This site has no affiliated with GDELT (gdeltproject.org), but does provide an interface to some of its data services - specifically its DOC, GEO and Television APIs. These services should not be confused with the GDELT Events databases to which "GDELT" is most closely associated by some, although they are related.
Using this site you can do things like:
- search in English for global content in any or all languages on a particular topic
- search for specific content or published in the past hour from eg. Japan, or in Japanese, or referencing a Japanese location
- find content based on features and text in its imagery
- investigate and compare media trends over time
- Search term - any work or phrase in English (GDELT matches these against English translations of non-English content). Phrases should be in "double quotes". Spaces outside quotes are interpreted as AND. Boolean is supported, so you can search for '(x OR y)' or 'x -y' (NOT y). There are also two powerful special search functions that can help to find the right content:
- near: articles that feature two words within n words of each other - e.g. near5:"climate emergency" (example)

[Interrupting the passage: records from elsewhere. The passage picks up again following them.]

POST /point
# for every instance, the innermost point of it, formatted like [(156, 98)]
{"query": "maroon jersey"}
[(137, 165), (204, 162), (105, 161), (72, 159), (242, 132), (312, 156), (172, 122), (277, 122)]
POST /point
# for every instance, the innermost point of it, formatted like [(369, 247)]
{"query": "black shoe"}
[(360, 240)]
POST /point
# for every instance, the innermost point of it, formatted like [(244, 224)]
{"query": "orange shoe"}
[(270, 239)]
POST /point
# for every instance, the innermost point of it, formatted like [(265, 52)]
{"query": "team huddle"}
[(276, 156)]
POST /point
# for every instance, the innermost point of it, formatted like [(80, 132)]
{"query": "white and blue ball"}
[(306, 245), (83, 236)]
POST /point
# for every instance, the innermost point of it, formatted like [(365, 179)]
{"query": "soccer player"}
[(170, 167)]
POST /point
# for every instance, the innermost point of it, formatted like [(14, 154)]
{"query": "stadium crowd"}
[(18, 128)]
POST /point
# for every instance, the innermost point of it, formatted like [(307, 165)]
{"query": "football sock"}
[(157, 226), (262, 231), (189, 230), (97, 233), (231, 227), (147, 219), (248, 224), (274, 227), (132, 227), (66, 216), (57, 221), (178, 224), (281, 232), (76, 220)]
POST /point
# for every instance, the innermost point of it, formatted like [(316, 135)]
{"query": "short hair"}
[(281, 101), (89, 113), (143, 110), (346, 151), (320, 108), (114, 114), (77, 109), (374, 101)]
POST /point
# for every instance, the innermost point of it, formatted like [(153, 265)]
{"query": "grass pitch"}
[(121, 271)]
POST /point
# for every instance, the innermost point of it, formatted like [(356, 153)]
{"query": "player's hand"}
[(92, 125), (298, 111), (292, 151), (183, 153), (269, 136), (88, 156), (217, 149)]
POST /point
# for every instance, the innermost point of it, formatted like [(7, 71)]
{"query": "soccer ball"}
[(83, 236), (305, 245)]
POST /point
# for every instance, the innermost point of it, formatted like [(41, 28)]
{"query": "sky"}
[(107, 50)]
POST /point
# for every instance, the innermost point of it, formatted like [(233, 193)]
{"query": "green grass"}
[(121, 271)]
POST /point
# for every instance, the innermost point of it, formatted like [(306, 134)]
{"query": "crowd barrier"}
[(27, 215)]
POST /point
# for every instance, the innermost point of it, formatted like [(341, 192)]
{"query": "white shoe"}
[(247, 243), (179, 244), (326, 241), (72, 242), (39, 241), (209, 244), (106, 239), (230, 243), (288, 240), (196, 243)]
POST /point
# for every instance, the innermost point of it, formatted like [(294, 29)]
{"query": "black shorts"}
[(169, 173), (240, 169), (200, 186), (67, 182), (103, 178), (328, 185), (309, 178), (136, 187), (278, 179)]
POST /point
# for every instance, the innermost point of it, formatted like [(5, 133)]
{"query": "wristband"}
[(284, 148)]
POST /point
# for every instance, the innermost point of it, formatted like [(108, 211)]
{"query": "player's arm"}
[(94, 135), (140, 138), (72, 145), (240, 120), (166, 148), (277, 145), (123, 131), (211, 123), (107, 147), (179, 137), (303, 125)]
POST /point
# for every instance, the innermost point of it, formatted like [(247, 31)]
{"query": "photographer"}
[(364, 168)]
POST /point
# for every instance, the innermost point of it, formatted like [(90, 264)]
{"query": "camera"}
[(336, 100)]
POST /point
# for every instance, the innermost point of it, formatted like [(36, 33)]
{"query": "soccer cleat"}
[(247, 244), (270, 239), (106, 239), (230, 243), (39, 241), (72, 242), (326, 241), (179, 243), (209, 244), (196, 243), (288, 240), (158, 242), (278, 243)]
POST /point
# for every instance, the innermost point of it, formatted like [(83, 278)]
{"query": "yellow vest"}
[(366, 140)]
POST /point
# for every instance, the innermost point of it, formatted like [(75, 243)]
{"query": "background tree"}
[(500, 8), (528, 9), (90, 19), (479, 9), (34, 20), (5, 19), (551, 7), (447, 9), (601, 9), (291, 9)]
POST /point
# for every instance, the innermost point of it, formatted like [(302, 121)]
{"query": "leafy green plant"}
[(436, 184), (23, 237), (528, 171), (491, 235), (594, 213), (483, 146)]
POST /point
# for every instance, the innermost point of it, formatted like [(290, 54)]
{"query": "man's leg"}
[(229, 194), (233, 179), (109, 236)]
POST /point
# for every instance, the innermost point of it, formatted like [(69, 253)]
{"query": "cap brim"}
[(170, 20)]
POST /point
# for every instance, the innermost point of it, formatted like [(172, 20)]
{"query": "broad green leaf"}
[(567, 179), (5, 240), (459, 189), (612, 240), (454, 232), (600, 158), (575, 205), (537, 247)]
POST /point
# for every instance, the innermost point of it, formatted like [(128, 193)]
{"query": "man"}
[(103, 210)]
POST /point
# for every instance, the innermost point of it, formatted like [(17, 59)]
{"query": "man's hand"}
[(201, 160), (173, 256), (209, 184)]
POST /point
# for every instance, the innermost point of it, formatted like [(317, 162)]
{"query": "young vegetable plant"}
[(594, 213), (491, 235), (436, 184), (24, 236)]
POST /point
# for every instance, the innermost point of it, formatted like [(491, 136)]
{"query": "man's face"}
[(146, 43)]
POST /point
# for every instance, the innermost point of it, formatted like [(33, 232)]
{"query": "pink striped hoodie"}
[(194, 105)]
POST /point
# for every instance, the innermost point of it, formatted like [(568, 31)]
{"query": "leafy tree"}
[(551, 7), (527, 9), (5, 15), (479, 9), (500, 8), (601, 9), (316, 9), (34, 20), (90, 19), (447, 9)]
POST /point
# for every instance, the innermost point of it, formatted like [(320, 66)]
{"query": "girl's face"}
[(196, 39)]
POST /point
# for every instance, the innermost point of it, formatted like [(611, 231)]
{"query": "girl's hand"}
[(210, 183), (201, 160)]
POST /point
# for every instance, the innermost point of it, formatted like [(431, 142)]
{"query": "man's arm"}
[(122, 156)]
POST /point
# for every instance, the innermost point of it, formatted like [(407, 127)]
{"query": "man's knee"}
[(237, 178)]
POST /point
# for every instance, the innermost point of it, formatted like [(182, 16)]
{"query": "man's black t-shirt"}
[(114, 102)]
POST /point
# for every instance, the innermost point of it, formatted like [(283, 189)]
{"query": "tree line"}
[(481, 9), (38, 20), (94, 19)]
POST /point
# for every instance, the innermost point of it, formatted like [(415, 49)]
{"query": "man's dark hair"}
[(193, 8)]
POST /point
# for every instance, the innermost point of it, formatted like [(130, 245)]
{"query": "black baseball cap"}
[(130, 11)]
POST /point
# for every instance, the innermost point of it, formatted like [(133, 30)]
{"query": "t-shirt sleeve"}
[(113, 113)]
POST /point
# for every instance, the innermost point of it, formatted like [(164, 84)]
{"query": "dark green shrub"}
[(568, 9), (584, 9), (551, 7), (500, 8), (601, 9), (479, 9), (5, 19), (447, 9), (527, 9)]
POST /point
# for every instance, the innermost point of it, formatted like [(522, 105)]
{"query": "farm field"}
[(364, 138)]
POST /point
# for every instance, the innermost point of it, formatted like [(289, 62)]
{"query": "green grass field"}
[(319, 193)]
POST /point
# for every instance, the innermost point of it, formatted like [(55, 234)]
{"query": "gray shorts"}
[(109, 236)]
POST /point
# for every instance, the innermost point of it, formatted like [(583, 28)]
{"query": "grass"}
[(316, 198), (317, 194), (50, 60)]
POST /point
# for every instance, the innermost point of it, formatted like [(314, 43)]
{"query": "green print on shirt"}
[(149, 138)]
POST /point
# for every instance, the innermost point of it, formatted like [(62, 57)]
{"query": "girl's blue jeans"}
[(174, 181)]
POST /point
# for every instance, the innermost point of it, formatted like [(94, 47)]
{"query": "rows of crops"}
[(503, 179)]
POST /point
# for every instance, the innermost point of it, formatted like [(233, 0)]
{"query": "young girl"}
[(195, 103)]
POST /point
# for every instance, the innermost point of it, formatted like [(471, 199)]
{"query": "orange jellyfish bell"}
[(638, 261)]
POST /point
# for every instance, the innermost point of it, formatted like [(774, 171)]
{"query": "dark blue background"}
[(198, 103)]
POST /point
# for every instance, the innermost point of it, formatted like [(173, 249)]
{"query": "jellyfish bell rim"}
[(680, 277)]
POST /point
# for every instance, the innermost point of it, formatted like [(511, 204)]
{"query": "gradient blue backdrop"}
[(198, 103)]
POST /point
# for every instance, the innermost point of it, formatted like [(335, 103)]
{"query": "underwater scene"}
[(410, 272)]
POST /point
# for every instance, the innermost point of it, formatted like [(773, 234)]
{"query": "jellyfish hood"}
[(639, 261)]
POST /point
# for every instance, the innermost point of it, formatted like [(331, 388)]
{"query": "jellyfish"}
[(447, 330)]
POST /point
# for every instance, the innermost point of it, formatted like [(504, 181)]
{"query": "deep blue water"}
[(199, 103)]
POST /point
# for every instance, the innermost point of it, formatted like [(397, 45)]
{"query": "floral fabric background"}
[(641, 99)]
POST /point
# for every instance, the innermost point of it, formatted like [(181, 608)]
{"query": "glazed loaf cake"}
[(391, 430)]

- repeat: articles that feature a word a minimum of n times (max 5) - e.g. repeat3:"climate" (example)
- Image tags - images within content are processed using deep learning algorithms to identify features and text they contain. Search for available tags in the dialogue box (example)
- Themes - content is interpreted and linked to 'themes' reflecting its subject matter, which you can search by. Themes are based on GDELT's Global Knowledge Graph (GKG).
- Source countries - countries of content origin. Choose up to ~7 - current implementation interprets these as (tag1 OR tag2)
- Source languages - languages of the content. Choose up to ~7 - currently interpreted as (theme1 OR theme2)
- Domain - define web domain of content - e.g. 'bbc.co.uk' or top-level domain '.gov' (US government content). Currently supports up to 5 domains, or 7 with _Exclude subdomains_ checked.
- Date range - define any window for content dated since 1 January 2017. 'Recent' field must be clear to use this. CONTENT view will only return matching articles published in the most recent 3 months of your specified window.
- Recent - set to return most recent content in terms of minutes/hours/days/months/year. Use format '12h', '5d', '3w', '6m', '1y' (1y max) or just a number for minutes.
- GT - A Google Translate widget to translate articles headlines in ART LIST and ART GALLERY modes. To use scroll to the bottom of the results window and select the target language. Translations of abbreviated headlines aren't always very good, but should still give an idea of topic.
- CONTENT - This tab offers the various modes to access the content matching the search (example1 )
- TIMELINE - This offers the modes available to view volumetric trends for the query over time (example1, example2).
- GEO - Geographical tools to investigate media published in the past 7 days. Some modes (e.g. default POINT DATA example) report not the origins of content, but countries and place names that are referenced. Some of the modes are image-specific, and will only work for image tag searches. Others work only with search terms and not image tags.
- TV - This explores GDELT's Television Explorer API, a collaboration with the Internet Archive to make searchable the "closed captioning" text streams accompanying TV news - i.e. the digitised speech that is broadcast - for selected networks.
- This tool works by remembering the data for TIMELINE queries that you Add, and comparing them when you click View. See the guide.